Orwell frappe sous la ceinture, ça fait mal, ce petit livre. Il en ressort qu'en fait, tout le monde peut devenir un libérateur, il suffit juste d'être un bon orateur et la foule de moutons suivra !
Mais une fois le premier tyran éliminé, il faut avoir les pieds sur terre pour ne pas virer dictateur soi-même. Pas besoin de franchir des fossés non plus, la frontière est mince et si facilement franchie… Trop facilement…
Ensuite, le reste vient tout seul, un pas après l'autre, une règle après l'autre, une restriction après l'autre.
Une fable intelligente qui démontre que le totalitarisme n'est jamais loin, qu'il se trouve sous nos yeux, partout et pas que dans les états dictatoriaux, les républiques bananières…
Le totalitarisme ne se trouve pas que dans le passé et que ce salopard peut revenir au galop sans que l'on ne s'en rende compte ou alors, trop tard.
La liberté n'est pas un du, ce n'est pas non plus un droit, c'est un devoir.

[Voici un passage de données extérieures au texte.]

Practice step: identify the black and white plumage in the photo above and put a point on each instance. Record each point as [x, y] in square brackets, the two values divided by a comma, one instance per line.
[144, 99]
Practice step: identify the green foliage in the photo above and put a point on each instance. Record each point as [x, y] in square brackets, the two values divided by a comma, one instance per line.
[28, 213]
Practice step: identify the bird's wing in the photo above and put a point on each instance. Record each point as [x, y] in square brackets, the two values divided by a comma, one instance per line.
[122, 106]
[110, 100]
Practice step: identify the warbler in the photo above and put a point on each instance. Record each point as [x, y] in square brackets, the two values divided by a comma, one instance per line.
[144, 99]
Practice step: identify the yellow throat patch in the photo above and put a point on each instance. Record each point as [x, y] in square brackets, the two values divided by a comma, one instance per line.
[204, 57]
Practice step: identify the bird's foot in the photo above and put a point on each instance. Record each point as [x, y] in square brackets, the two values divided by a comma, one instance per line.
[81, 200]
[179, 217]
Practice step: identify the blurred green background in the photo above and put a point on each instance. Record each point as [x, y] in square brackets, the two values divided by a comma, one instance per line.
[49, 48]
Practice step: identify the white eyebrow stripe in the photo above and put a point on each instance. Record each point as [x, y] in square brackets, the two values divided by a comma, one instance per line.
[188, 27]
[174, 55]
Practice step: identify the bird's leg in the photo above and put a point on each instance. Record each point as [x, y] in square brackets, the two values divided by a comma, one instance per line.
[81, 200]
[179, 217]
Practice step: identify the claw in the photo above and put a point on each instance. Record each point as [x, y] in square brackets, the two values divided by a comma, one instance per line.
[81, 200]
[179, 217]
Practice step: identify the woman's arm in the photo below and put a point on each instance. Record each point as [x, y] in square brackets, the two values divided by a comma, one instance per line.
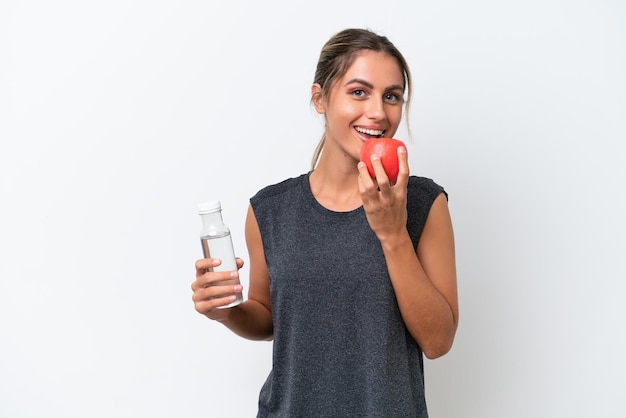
[424, 279]
[425, 282]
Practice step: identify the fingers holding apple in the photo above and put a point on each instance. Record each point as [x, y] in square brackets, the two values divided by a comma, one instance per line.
[386, 149]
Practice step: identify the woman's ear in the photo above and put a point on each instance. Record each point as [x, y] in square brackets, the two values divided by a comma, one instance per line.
[316, 98]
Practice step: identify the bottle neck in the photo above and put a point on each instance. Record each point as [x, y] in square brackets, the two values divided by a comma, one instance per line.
[213, 224]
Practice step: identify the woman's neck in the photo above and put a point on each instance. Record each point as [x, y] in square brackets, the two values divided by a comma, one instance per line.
[335, 190]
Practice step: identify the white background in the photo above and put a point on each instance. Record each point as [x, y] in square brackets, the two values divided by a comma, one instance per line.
[118, 117]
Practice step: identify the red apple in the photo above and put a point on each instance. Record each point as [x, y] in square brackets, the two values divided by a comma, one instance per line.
[387, 151]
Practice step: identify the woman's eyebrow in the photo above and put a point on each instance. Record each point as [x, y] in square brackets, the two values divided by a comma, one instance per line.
[371, 86]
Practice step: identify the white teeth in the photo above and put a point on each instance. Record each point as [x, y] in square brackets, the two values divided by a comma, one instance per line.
[373, 132]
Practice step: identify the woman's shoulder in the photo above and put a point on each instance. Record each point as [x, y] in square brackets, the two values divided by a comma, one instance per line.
[425, 186]
[278, 188]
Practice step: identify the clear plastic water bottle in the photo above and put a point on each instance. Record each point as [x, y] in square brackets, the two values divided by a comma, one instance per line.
[217, 243]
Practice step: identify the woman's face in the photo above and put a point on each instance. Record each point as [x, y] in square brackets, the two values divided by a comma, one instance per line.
[366, 102]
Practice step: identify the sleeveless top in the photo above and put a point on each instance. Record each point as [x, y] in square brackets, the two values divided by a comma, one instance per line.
[341, 348]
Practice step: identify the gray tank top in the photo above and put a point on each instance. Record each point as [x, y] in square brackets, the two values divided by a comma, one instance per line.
[341, 348]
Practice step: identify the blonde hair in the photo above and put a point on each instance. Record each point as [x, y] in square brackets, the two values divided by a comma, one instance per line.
[338, 54]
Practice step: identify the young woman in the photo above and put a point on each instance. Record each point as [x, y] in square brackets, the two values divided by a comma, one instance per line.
[352, 277]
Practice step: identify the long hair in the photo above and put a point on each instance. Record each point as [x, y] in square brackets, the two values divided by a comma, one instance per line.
[338, 54]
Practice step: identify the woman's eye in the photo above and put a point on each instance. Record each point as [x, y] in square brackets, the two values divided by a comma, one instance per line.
[391, 97]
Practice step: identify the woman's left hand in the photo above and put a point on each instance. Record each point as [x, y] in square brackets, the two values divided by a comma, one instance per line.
[385, 203]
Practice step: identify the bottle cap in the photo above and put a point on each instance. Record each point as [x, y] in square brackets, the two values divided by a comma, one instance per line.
[210, 206]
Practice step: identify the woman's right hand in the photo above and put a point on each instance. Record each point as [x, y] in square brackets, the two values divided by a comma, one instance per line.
[213, 289]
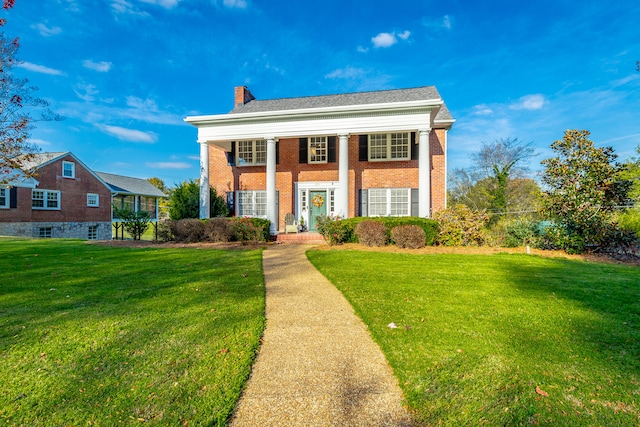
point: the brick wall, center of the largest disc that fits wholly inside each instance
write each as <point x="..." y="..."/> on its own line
<point x="362" y="175"/>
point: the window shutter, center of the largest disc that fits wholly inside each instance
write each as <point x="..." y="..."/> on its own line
<point x="364" y="211"/>
<point x="363" y="142"/>
<point x="415" y="202"/>
<point x="331" y="149"/>
<point x="230" y="203"/>
<point x="304" y="150"/>
<point x="13" y="197"/>
<point x="231" y="155"/>
<point x="414" y="147"/>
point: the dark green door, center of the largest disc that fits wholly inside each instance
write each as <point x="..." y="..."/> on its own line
<point x="318" y="204"/>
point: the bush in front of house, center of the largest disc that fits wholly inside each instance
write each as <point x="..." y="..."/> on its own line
<point x="408" y="236"/>
<point x="371" y="233"/>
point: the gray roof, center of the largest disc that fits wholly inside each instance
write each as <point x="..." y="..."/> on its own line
<point x="346" y="99"/>
<point x="129" y="185"/>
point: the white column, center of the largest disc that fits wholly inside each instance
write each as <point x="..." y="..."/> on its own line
<point x="424" y="174"/>
<point x="342" y="202"/>
<point x="272" y="214"/>
<point x="204" y="181"/>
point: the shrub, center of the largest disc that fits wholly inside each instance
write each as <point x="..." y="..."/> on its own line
<point x="217" y="230"/>
<point x="333" y="230"/>
<point x="189" y="230"/>
<point x="408" y="236"/>
<point x="250" y="229"/>
<point x="461" y="226"/>
<point x="372" y="233"/>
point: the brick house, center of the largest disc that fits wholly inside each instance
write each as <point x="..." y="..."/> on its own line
<point x="377" y="153"/>
<point x="66" y="199"/>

Mais il n'est pas toujours facile de voir le totalitarisme se mettre en place et encore moins de se rebeller contre des autorités toutes puissantes qui peuvent vous broyer comme on écrase une noisette avec l'outil adéquat.
Et puis, il est souvent plus facile de faire semblant de rien, de se raconter des histoires, de laisser couler, de baisser les bras. Parce que s'opposer de manière intelligente, c'est épuisant, dangereux et bien souvent, on est seul.